British Foreign Secretary William Hague had a voice, if not a vote, in Israel’s elections on Tuesday, saying that whatever government emerges must urgently address the Palestinian issue, Haaretz reported.
“I hope that whatever Israeli government emerges …. that it will recognize that we are approaching the last chance to bring about a [two-state] solution,” Hague told Parliament.
“I condemn recent Israeli decisions to expand [in Yehudah and Shomron]. I speak regularly to Israeli leaders stressing our profound concern that Israel’s building policy is losing it the support of the international community and will make a two-state solution impossible,” he said.

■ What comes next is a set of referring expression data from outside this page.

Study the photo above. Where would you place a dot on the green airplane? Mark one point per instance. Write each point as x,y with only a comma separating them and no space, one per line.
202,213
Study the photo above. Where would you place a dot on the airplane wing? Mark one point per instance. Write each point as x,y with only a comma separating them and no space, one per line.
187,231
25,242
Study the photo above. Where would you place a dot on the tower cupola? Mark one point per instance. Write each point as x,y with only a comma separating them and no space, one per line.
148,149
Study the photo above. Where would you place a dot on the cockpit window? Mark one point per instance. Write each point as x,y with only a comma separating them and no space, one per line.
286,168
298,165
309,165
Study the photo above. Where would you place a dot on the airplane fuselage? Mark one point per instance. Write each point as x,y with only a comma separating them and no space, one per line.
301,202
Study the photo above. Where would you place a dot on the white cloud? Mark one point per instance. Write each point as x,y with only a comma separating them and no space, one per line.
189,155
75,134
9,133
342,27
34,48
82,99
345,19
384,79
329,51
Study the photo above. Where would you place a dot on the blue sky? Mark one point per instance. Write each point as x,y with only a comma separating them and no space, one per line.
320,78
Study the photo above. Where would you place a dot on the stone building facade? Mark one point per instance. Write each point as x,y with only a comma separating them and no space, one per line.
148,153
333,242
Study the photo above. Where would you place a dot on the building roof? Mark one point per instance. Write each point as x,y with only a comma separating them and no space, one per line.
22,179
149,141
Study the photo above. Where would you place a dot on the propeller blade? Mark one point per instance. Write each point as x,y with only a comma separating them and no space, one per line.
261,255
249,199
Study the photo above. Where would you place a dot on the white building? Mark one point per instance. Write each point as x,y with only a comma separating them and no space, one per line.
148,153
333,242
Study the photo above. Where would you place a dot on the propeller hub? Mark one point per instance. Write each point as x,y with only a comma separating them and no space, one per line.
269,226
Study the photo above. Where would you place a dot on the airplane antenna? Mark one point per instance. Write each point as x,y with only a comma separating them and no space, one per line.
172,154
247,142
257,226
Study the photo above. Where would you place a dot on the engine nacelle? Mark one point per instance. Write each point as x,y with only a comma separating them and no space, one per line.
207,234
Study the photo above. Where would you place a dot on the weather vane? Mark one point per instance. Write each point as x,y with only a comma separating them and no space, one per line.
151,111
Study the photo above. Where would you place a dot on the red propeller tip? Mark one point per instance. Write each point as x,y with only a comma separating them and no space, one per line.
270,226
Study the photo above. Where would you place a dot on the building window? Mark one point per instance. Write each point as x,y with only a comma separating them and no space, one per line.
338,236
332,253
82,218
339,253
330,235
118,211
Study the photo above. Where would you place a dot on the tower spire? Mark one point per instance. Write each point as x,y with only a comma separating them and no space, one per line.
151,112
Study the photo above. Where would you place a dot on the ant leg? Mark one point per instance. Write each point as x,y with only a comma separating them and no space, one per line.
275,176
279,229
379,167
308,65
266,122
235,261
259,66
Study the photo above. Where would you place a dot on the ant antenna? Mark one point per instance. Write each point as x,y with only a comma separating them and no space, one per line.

Asked whether the European Union should undertake economic sanctions to prod Israel to make progress on peace talks, Hague said the bloc still had work to do, in conjunction with the United States, to establish “incentives and disincentives” regarding further negotiations.
“There is a clock ticking with potentially disastrous consequences for the peace process,” he added.
Hague said 2013 was a crucial year for the moribund peace process given Israeli elections for a new government and the start of U.S. President Barack Obama’s second term.
“If we do not make progress in the coming year, people will increasingly conclude that a two-state solution has become impossible,” said Hague. Both Israelis and Palestinians should return to talks without preconditions, he said.